The Port Arthur News
PORT NECHES —
For all the tradition at a storied program like Port Neches-Groves, there is a new trend developing for head coach Brandon Faircloth. Over the past couple of seasons, there have been a number of smart, heady players leading the Indians offensive line.
This year, PN-G’s line may be young but senior left tackle Kyler Nicotre is its unquestioned leader.
“Being the returning starter from last year, it meant a lot for me to step up as a vocal leader,” Nicotre said. “To step into the role that Greg Lunceford had last year meant a lot. It’s a big thing. You always have the blind side with a right-handed quarterback. You have to know where you’re at and know what’s happening with the defense. You have
to be the vocal leader of the offensive line being the left tackle.”
The 6-foot-2, 260 pound Nicotre has plenty of experience on the varsity, having started since his sophomore year at one of the toughest positions on the line. But, playing any position on the offensive line in the PN-G offense is difficult for a lot of reasons.
“(Former Indians QB) Brennan Doty and (current PN-G QB) Travis Miller are his biggest fans,” Faircloth said. “We moved him up for depth his sophomore season because of an injury. In his first game, we had another injury that forced him in to the lineup and he did well. We left him there and didn’t look back.

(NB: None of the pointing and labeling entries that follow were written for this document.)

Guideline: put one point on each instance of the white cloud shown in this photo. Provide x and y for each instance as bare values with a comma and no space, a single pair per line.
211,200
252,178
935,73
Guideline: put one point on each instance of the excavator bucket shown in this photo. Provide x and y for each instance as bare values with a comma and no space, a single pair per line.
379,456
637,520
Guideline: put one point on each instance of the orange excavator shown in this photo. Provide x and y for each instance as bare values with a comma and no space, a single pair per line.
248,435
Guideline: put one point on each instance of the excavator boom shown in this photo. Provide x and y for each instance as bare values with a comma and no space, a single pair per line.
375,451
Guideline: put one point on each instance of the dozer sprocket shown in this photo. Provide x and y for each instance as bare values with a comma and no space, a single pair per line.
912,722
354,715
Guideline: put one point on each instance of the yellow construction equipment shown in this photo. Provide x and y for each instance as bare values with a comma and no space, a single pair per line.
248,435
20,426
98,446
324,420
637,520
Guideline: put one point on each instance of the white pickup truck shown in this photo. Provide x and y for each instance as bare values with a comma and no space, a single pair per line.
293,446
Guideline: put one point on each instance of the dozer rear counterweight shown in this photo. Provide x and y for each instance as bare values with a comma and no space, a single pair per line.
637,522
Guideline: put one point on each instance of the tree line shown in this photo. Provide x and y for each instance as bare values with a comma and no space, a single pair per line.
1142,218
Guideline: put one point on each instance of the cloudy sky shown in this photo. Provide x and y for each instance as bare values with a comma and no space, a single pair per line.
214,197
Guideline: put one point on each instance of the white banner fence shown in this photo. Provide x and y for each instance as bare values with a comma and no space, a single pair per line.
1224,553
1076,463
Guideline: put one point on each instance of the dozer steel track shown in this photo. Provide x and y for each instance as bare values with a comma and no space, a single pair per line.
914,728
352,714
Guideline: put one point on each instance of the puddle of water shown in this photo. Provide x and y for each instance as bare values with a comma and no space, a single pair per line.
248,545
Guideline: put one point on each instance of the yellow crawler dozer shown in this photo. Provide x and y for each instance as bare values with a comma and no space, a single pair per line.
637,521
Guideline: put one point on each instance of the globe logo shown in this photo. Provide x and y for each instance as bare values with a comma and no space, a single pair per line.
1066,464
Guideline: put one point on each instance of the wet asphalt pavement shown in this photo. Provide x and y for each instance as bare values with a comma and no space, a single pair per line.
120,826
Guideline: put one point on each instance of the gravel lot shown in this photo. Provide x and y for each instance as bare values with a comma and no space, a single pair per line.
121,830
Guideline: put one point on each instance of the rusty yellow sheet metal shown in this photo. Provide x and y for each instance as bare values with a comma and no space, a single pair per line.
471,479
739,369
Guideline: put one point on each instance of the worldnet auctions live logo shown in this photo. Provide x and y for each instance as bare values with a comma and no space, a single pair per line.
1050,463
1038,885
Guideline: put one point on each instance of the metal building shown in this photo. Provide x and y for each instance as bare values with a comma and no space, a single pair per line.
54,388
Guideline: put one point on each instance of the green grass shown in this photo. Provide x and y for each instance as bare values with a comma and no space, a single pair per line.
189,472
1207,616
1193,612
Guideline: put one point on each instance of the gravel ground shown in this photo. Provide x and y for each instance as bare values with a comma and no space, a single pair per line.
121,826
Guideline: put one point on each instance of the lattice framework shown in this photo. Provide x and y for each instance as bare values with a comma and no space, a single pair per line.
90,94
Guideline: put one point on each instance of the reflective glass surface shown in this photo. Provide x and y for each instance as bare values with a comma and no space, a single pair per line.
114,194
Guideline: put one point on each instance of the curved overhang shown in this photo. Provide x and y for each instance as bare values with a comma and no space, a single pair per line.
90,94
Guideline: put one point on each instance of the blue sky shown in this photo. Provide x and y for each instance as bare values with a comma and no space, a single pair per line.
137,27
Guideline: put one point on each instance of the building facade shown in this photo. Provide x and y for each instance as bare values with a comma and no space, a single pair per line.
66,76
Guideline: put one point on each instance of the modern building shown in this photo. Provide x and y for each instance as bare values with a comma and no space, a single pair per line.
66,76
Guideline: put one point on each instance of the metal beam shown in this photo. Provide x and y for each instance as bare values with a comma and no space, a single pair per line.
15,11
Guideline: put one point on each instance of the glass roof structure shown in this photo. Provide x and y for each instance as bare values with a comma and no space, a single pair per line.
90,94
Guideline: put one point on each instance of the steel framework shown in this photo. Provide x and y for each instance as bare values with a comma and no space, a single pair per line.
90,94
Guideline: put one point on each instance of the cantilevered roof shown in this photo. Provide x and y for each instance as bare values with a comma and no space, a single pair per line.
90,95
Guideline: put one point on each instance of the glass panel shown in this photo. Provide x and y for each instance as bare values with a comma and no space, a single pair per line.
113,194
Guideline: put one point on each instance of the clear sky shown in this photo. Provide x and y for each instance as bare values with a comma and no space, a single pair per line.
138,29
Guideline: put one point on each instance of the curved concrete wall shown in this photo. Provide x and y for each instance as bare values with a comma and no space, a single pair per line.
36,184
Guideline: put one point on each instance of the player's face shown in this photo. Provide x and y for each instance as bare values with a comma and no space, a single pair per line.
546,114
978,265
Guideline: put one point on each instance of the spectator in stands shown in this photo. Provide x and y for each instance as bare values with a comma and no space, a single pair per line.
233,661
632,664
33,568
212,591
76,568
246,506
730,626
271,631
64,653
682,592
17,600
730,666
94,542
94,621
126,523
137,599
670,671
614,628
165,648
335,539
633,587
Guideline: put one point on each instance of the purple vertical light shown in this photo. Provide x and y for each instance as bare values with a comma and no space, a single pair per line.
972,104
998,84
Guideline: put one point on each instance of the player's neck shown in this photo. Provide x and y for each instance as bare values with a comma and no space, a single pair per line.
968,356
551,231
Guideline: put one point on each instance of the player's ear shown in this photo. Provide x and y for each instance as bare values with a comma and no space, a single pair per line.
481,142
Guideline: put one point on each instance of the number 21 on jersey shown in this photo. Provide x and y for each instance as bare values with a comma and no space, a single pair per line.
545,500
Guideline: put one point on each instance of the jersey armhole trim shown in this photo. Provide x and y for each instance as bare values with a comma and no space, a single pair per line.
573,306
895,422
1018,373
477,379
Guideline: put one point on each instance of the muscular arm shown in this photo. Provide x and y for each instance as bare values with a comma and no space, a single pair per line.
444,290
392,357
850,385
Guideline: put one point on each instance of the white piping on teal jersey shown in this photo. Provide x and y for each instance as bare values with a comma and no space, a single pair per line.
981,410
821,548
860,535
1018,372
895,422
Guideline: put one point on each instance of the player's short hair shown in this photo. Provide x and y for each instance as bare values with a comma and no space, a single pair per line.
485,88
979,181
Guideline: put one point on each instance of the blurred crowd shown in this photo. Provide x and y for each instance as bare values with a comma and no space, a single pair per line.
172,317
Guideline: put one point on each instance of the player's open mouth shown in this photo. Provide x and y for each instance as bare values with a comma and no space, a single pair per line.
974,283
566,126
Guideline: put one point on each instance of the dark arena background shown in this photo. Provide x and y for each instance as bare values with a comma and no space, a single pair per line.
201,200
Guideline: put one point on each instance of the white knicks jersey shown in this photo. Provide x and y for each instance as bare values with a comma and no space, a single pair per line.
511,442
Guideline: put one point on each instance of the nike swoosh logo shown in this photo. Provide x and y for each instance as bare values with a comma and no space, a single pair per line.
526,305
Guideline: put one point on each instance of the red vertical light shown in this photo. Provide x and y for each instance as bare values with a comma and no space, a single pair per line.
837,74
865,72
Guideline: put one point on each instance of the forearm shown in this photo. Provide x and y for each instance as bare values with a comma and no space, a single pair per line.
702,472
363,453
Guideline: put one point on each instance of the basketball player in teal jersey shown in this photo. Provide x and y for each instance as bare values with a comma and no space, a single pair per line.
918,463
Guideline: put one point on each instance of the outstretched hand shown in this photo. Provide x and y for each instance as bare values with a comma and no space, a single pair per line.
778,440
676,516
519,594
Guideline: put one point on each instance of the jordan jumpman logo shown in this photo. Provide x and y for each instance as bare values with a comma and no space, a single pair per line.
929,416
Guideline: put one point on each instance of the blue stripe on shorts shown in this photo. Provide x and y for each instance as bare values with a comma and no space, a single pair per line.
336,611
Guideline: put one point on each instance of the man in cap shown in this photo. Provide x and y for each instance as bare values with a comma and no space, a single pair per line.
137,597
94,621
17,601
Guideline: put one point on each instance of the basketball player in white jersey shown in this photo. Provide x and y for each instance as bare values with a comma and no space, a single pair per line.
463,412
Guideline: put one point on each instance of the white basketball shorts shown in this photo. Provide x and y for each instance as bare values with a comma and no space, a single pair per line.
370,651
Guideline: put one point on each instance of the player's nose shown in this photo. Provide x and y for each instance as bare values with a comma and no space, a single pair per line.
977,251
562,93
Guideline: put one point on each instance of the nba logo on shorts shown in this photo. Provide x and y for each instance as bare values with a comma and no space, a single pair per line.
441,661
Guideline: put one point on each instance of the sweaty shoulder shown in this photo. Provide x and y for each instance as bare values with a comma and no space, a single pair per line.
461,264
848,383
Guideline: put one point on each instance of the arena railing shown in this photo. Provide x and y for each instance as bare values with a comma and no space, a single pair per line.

“That’s a testament to our coaches and to him. He’s a leader on the offensive line and a coach on the field. He’s been in this offense for three years, so he’s got a good feel for it. Offensive line in this offense is a complicated position. It can be overlooked with the statistics on a football team, but with all the movement and adjustments, offensive line may be the most difficult position in this offense.”
Faircloth knows how much work Nicotre and the other linemen do and tries to raise awareness of it. Talking with the booster club this week, Faircloth highlighted a play against Little Cypress-Mauriceville where Nicotre’s block sprung a touchdown.
“We ran a sprint draw,” Faircloth said. “Kyler was covered up by a defensive end and was supposed to go get the outside linebacker. He came off the line, held up the end until he could pass him off to the guard, then went and made his block on the linebacker. It was a great play that went for a touchdown.”
Nicotre said he didn’t even get a chance to think on the play. His experience just kicked in and he reacted more than anything.
“It really wasn’t thinking, I just reacted to this dude who came up so I blocked him,” Nicotre said. “I felt Chris come over and get him, so I was able to go get my block. I didn’t know if they were going to play a 5 or a 4. He ended up playing a five and the linebacker blitzed. I told Chris to look out for that and I guess you could say we picked it up on the fly.”
That play in particular showed how important his experience was for Faircloth. In particular, it was a product of the thing a coach can’t teach. It was about the game slowing down and a player reacting to something that simply can’t be simulated in practice.
“He’s such an intelligent player,” Faircloth said. “Games don’t always go like practice, no matter how good the scout team is that week. If it doesn’t’ go like coach says, a good player reacts. Kyler can not only do that, reacting to what he sees on the fly, but also line up the guy next to him correctly.”
Nicotre has also had to break in a new guard in sophomore Steven Mangini. That process hasn’t been easy, but eight games in, things have settled down a bit for the pair.
“It’s been interesting,” Nicotre said. “I was in his spot, so I knew what he was going through. I have to help him out a lot, but I like working with him. He’s a good left guard and a good guy. I love working next to him. At the beginning of the season, he was hesitant to ask or do anything. Now, it’s the eighth game and we’re really clicking on our chemistry.”
The responsibility Nicotre has felt this year is real, as Faircloth has put pressure on him in a good way.
“We put a lot on him, not just to make sure he’s doing his job, but to make sure the other guys are getting it done,” Faircloth said. “I’ve joked with him when someone else misses a block, ‘Hey, what’s going on out there? You need to get that cleaned up.’ It’s only half-joking, though, because we expect a lot from him with his experience.”
While Nicotre hasn’t gotten any scholarship offers yet, he’d like to play football in college. He’s also not sure what he’d like to major in, but is considering coaching as one of those possibilities. His experience this season has certainly made him think about that more and more.
“I’ve taken a lot of pride in (helping the guys),” Nicotre said. “Gabe, Lumpy, Ben Parks and all those guys have done it and passed it back to me. Every time we walk to the sidelines, we have to talk about what the defense is doing. I like that.”
INDIAN INKLINGS: Nicotre’s favorite block of the season came against Texas City. He pulled out on a screen play and got matched up on a cornerback. “He really didn’t (stand much of a chance,” Nicotre said. …This Friday marks the final home game of the regular season for PN-G and, as such, will be the Indians’ homecoming. The team will participate in the homecoming parade Thursday at 6:30 p.m. … Linebacker Lance Louviere will miss this week’s game against Vidor with an apparent injury he suffered against LC-M. Scott Stewart will move over and take Louivere’s responsibilities with defensive lineman Josh Riley starting as well. Both offensive linemen Justin Reasons and Nikolas Stasinos are both expected back into the starting lineup as well. … The last time this set of players faced off was two years ago for the JV teams. PN-G won a shootout 50-43 with both Chase Bertrand and David Bollinger scoring multiple touchdowns . . . Although Ozen at Nederland is the official Port Arthur News Friday Night Experience telecast this week, video of the PN-G-Vidor game, complete with the announcing of Joe Arnold and Paul Brown, will also be posted at www.panews.com on Monday.